Promising young athletes

Clementine Ford has some thoughts on Brock Turner.

Turner did not present to the world as the archetypal monster dwelling in shadowed alleyways. He was attending Stanford on a sports scholarship as an accomplished swimmer with aspirations to one day compete at the Olympics. He is from a privileged white background, with enough family money and support to hire the kind of expensive lawyers who usually appear on behalf of the of well taken care of privileged white sons defending themselves against rape charges. It has been suspiciously difficult to track down the police mugshot taken after his arrest; instead, media reports throughout the trial have been littered with smiling photographs of what is no doubt an attempt to portray a ‘promising young athlete in happier times’.

These tactics are employed deliberately. Not, as you might think, in an attempt to humanise a rapist – but to massage that niggling impulse to associate rape with certain traits. A promising young athlete with friends, teammates and well-to-do parents can’t possibly be a rapist! There must be some other explanation – alcohol consumption, perhaps, and poor reasoning skills. Misread signals.

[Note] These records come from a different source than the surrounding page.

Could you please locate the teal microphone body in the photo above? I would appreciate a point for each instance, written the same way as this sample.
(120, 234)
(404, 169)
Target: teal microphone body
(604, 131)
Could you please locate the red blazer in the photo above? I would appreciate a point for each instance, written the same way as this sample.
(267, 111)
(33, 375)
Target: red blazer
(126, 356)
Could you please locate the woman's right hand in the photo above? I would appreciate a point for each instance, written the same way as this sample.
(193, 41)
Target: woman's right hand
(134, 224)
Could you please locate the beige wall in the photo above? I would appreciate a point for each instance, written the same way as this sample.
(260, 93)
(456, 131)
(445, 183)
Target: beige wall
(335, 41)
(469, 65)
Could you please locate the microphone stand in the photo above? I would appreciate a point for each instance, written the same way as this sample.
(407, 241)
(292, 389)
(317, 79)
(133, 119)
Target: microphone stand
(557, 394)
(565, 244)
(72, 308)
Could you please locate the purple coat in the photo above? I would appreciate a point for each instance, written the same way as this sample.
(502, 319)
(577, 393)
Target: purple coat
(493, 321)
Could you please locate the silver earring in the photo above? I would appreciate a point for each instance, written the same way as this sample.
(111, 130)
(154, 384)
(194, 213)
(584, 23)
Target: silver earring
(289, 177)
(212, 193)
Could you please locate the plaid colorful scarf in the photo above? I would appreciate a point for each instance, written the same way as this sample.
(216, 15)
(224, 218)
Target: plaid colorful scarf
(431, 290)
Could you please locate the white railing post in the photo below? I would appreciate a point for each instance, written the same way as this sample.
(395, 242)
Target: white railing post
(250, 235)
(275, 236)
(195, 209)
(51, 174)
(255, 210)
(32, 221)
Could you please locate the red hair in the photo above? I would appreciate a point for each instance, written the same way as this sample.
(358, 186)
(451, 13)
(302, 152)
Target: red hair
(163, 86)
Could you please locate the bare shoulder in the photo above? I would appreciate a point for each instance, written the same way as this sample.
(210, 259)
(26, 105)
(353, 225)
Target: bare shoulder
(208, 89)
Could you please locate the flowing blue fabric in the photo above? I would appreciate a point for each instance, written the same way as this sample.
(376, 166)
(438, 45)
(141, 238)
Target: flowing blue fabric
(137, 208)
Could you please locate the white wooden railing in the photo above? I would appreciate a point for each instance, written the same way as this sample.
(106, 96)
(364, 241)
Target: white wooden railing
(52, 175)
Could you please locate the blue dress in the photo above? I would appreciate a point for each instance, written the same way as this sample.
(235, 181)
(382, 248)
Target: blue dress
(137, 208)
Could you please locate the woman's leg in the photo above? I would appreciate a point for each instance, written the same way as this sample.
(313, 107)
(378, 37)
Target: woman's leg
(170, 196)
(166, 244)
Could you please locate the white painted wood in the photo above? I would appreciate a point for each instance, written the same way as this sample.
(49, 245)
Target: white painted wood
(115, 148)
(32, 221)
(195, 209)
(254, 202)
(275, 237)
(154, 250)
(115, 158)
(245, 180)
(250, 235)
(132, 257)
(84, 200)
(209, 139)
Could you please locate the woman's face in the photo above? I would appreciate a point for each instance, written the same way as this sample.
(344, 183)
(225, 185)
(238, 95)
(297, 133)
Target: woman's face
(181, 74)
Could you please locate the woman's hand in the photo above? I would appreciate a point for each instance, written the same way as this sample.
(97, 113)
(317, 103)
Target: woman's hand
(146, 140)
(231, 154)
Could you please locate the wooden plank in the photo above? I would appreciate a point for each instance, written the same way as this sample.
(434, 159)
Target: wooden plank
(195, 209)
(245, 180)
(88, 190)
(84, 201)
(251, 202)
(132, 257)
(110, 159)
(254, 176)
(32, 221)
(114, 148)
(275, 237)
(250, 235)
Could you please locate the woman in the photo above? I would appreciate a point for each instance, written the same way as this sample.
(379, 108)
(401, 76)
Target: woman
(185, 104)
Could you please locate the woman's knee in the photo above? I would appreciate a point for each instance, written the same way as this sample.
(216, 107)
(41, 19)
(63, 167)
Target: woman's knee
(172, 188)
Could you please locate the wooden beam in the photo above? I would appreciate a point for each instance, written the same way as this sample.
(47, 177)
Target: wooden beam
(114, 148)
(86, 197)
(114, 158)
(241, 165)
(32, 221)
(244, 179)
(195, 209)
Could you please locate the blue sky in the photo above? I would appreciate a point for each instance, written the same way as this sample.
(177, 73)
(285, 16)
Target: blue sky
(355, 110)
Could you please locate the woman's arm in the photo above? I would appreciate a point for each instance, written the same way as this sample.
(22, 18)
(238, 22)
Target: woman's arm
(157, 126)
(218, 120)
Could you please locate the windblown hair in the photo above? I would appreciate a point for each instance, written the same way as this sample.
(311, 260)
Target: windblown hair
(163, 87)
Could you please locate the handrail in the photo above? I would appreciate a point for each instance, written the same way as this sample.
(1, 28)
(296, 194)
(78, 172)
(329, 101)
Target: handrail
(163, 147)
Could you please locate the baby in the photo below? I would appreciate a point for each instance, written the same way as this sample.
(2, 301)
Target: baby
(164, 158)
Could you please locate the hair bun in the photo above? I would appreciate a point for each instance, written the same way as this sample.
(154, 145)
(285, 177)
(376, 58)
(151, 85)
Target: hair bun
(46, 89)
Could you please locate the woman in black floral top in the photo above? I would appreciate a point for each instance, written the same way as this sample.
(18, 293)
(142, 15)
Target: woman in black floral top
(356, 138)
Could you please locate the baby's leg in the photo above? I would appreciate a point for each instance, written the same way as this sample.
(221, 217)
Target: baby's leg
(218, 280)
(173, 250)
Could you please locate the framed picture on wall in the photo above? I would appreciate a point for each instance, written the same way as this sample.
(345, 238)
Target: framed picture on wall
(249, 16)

A life-altering mistake.

Being a promising young athlete does not provide a protective charm against criminal activity, but this is the message that has been all too often sent by judges, lawyers and community members intent on protecting young men from the consequences of their violence and entitlement.

Indeed. But I would go beyond “being an athlete isn’t a defense” and “being an athlete doesn’t magically rule out being a rapist” to make it an affirmative thing – being a promising young athlete may well encourage rapey ideation. Why wouldn’t it? At least, why wouldn’t it in cultures that overvalue male athletes and undervalue women?

What’s true about promising young male athletes? That they get masses of social validation, not to say hero worship. That they spend a lot of time with other promising young male athletes, who all get masses of social validation / hero worship. That these tribes of promising young male athletes tend to be very macho, and very contemptuous of all things female. (How do they provoke each other? By saying things like, “You need to take the tampon out of your pussy.”) That all this adds up to a sense of entitlement coupled with contempt for girls and women. You do the math.